Using this classification, SGX has proposed a list of 23 markets which will be classified as Developed Markets. This list includes markets in major financial centres such as the United States, the United Kingdom, Japan and Germany. Markets including Australia, Canada, France, Hong Kong, New Zealand, Spain, Sweden, and Switzerland, will also be classified as Developed Markets.
SGX has also indicated that there would be limited exceptions to the above framework. Such as, when a company has a presence in multiple jurisdictions or when a company’s place of primary listing is on the index providers’ watch-list, such that there is possibility of the primary market losing its Developed Market classification. In such instances, SGX would conduct a regulatory review to determine if it remains appropriate for a company to be classified as being from a Developed Market based solely on its primary place of listing.

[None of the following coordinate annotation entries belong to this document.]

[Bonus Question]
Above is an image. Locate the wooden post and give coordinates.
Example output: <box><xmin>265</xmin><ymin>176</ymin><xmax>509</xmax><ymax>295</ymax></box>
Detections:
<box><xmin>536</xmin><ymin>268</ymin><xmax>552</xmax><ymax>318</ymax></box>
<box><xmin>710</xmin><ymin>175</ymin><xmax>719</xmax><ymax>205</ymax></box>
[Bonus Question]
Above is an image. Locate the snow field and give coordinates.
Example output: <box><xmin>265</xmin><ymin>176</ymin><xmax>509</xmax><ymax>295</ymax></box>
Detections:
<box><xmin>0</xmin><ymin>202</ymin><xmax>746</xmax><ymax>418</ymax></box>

Developing Markets classification
Companies whose place of primary listing is not a Developed Market will be classified as primary listed in a Developing Market. When SGX receives a secondary listing application from a company primary listed in a Developing Market, it is proposed that a full review of the primary exchange’s legal and regulatory requirements will be undertaken to identify the areas of possible enhancements in relation to shareholder protection and corporate governance standards. As is the case under the current framework, if the review indicates that additional safeguards are required, SGX may require the secondary listing applicant to comply with Chapter 9 (Interested Person Transaction), Chapter 10 (Acquisitions and Realisations) and Chapter 13 (Delisting) of the Listing Manual.
Under the proposed new framework, which is intended to be effective from the 4th quarter of 2014, the place of primary listing is the predominant factor in determining if a company would be classified as being from a Developed Market or a Developing Market.
For companies from Developed Markets, it is likely that this would mean a SGX secondary listings process that has greater clarity and expediency given that such companies would not be subject to a SGX regulatory review and would not have any additional continuing listing obligations imposed upon them. For companies from Developing Markets, it would seem that the process would be substantially the same as under the current framework.
A company currently secondary listed on SGX and currently primary listed in a Developed Market, will not be affected by the new framework except in one instance. In particular, if it is currently subject to continuing listing obligations under Chapters 9 (Interested Person Transaction), 10 (Acquisitions and Realisations) and 13 (Delisting) of the Listing Manual, these requirements will cease to apply three months from the date the new framework is implemented.
A company currently secondary listed on SGX and currently primary listed in a Developing Market, will not be affected by the new framework. If it is currently subject to continuing listing obligations under Chapters 9 (Interested Person Transaction), 10 (Acquisitions and Realisations) and 13 (Delisting) of the Listing Manual, these will continue to apply after the new framework is implemented. If it is not currently subject to such obligations, it will not be subject to these obligations when the new framework is implemented.